I'm having the same problem. One minute the guide is there and the next it's gone. So far I can't find any pattern.


----------



## pthibode (Apr 26, 2005)

Since getting the last download - I never know if my guide data will be there... I belive it is also causing me to miss some recordings, but would need to research a little further to confirm. (I'm not very careful about remembering what I have set to record)


----------



## volfan615 (Sep 18, 2003)

When I got home yesterday I hoped to find the new software loaded (L226) and the OTA guide data populated. Well I had the new software version but no guuide data. For the heck of it I did a check switch to force the guide download thinking thinking that it just hadn't had time since the new software was loaded. So far so good.... throughout the night and this morning I still have the guide. I'll see if it's still there today when I get home.


----------



## volfan615 (Sep 18, 2003)

When I got home yesterday evening the OTA guide was gone again and hasn't come back since. This really makes it difficult to record shows OTA.


----------



## gdarwin (Jan 31, 2005)

Picture freezes... 942 shuts down on its own... Comes back up...

Check the guide and all OTA info is there except WAVE and KET...

Lets see how long it stays.

G.


----------



## gdarwin (Jan 31, 2005)

Well... Went out to dinner, came back and the OTA guide is gone again..


----------



## pthibode (Apr 26, 2005)

Seems like the "no info available" problem isn't wide spread? I never know when i'm going to look at my guide and it won't show anything more than an hour or two out... It is causing me to miss recordings, which is a real pain. I've done a restart of the unit by holding down the power button... i think I'm going to try to unplug it for a minute or two and see if that makes any difference.

942 with 226 and legacy switches


----------



## sfgtwsac (Jun 10, 2005)

My OTA comes and goes all the time as well and I have Dish Pro LNBs and a DPP 44 Switch. So I doubt its simply a question of which switches and LNBs you have. 

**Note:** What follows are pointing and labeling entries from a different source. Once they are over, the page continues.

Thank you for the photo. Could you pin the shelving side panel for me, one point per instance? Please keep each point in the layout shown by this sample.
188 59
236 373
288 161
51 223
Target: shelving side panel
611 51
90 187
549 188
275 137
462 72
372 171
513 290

It occurred to me this morning, that the guide data appeared yesterday after I rescanned my locals (just got a new antenna), but shortly thereafter the guide data disappeared. I wonder if the guide "loses its place" when hitting major time milestones such as every 30 minutes or maybe once an hour. Perhaps the unit does an on-the-fly guide update, but then "forgets" the OTA stations.


----------



## Mark Lamutt (Mar 24, 2002)

This is definitely a software issue. A fix is in testing now for it.


----------



## deweybrunner (Feb 8, 2004)

Mark, do you think there is a possibility this might be included in the next update?


----------



## Mark Lamutt (Mar 24, 2002)

I hope so.


----------



## foosnake (May 8, 2005)

On my last conversation with Tech Support, 3 weeks ago, they said that the fix should be in the next update scheduled in 4-6 weeks from then. We'll see.


----------



## pthibode (Apr 26, 2005)

Well, it is worse for me in 227 than it was in 226, so I guess wait for another update?


----------



## volfan615 (Sep 18, 2003)

The problem has cleared up for me now with L227. The OTA guide is now rock solid. It's strange how this is not consistent across all receivers but I guess that is why they are having such a hard time fixing this.


----------



## Mark Lamutt (Mar 24, 2002)

pthibode said:


> Well, it is worse for me in 227 than it was in 226, so I guess wait for another update?


pthibode - please send me an email with what's going wrong specifically with your 942, what your switch/LNB configuration is exactly, and a phone number where you can be contacted. I want to get the Dish engineers involved with this one, as you are local.


----------